ALTER TABLE t ENGINE_ATTRIBUTE='{"data_format":"row"}';
This flexibility is made possible by extending engine attributes. Users can explicitly define the storage format (row or columnar) in DDL statements, allowing for optimized storage based on workload requirements. For example, columnar storage is ideal for append-heavy, long-term data (such as historical tables), offering higher compression and cost savings. Conversely, row-based storage is more suited for frequently accessed and updated data, delivering better performance.
The data format can be specified at table creation or modified later using the ALTER statement. This change is applied as an instant DDL, taking effect immediately without needing to rebuild or reload existing data. The format conversion occurs incrementally during background flush or compaction processes, with minimal disruption to ongoing operations.
Automatic Row-Column Conversion
When a table is configured with a columnar format, SmartEngine automatically handles row-column conversions during read and write operations.
- Write Process: Data from the SQL layer is initially converted into SmartEngine’s row format. This row data is stored in the memtable, an in-memory structure optimized for fast writes. Upon flushing the memtable to persistent storage, SmartEngine converts the row format into columnar format.
- Read Process: SmartEngine reconstructs row data from the columnar format during reads. At the handler layer, the row format is then converted back into the SQL layer record format. This automatic format conversion enables SmartEngine to store data in a columnar format for space efficiency in persistent storage, while utilizing a row format in memory for optimal performance during processing.
Schema Propagation
In SmartEngine, under the row format, each record is stored as a key-value pair. The key represents the primary key used for data access and supports memcompare operations, enabling efficient in-memory comparisons. The value contains essential information such as null field indicators, instant DDL metadata, primary key unpacking information, and non-primary key columns.
During row-to-column format conversion in SmartEngine, each row is decomposed into individual columns, with the schema guiding how each field is processed and stored in its respective column unit.

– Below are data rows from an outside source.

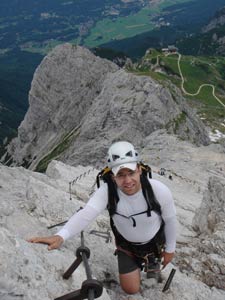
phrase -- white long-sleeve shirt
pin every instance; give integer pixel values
(128, 205)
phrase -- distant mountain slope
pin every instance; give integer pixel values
(211, 39)
(17, 68)
(73, 117)
(38, 26)
(176, 22)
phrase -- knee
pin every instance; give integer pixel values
(130, 289)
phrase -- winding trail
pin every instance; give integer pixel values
(201, 86)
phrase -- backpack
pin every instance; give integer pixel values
(106, 176)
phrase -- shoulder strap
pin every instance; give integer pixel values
(113, 198)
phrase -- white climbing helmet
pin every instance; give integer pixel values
(122, 155)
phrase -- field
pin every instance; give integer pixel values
(207, 72)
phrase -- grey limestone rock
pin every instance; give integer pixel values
(79, 103)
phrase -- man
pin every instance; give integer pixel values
(142, 217)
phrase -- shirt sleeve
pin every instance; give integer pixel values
(80, 220)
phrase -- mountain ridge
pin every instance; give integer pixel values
(104, 103)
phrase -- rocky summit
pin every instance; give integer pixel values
(79, 103)
(31, 202)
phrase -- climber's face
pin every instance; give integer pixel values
(128, 180)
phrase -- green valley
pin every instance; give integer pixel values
(201, 76)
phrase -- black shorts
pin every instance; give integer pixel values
(126, 263)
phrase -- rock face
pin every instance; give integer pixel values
(30, 202)
(80, 103)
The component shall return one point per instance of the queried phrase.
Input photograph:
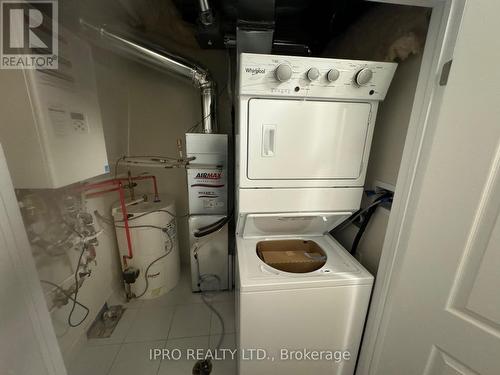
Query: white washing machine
(281, 312)
(302, 145)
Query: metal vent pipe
(154, 55)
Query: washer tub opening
(295, 256)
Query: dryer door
(300, 139)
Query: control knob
(313, 74)
(283, 72)
(363, 76)
(332, 75)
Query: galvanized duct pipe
(154, 55)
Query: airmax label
(255, 71)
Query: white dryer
(303, 140)
(304, 322)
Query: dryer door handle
(268, 140)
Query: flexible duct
(154, 55)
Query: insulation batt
(384, 33)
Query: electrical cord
(204, 294)
(205, 366)
(63, 291)
(153, 211)
(164, 230)
(354, 216)
(370, 210)
(171, 246)
(77, 289)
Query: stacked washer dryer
(302, 147)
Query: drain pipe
(154, 55)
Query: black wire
(77, 288)
(63, 291)
(366, 220)
(171, 247)
(150, 212)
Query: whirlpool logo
(209, 175)
(255, 71)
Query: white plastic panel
(286, 224)
(256, 76)
(294, 139)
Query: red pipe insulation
(123, 205)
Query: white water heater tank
(149, 243)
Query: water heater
(51, 128)
(153, 233)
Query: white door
(314, 140)
(442, 313)
(28, 344)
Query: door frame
(15, 244)
(440, 42)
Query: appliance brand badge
(255, 71)
(209, 175)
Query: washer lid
(286, 224)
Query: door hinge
(445, 73)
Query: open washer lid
(286, 224)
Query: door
(28, 344)
(442, 311)
(314, 140)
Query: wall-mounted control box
(51, 128)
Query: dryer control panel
(293, 76)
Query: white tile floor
(177, 320)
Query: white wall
(385, 156)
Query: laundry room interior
(158, 220)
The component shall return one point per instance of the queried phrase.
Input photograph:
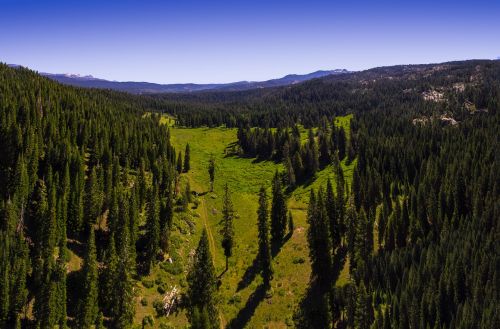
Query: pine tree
(179, 163)
(319, 241)
(152, 229)
(278, 212)
(291, 226)
(290, 171)
(123, 310)
(228, 227)
(87, 308)
(93, 200)
(187, 159)
(211, 172)
(264, 253)
(202, 284)
(200, 320)
(108, 276)
(364, 310)
(333, 224)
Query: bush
(147, 283)
(298, 260)
(158, 306)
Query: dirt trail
(207, 227)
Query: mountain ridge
(143, 87)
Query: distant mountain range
(89, 81)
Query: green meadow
(241, 304)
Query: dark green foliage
(152, 229)
(211, 172)
(68, 168)
(87, 305)
(187, 159)
(202, 291)
(227, 225)
(319, 241)
(264, 253)
(179, 163)
(278, 212)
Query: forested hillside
(364, 200)
(73, 183)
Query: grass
(242, 301)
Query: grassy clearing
(244, 177)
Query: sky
(225, 41)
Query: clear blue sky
(222, 41)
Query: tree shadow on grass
(249, 275)
(246, 313)
(276, 247)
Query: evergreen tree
(179, 163)
(228, 227)
(278, 212)
(187, 158)
(87, 305)
(211, 172)
(93, 199)
(291, 226)
(319, 241)
(152, 229)
(264, 254)
(123, 310)
(202, 285)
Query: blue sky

Therefore, schema information is critical for correctly interpreting and structuring the data. The schema defines how data fields should be interpreted, mapped, and transformed, ensuring accurate processing of the relevant columns and data types during the conversion.
To fully implement row-to-column conversion in the storage engine layer, SmartEngine propagates the schema information, originally defined at the SQL layer, to the storage engine layer. SmartEngine stores propagated table schemas in a data structure named SubTableMeta.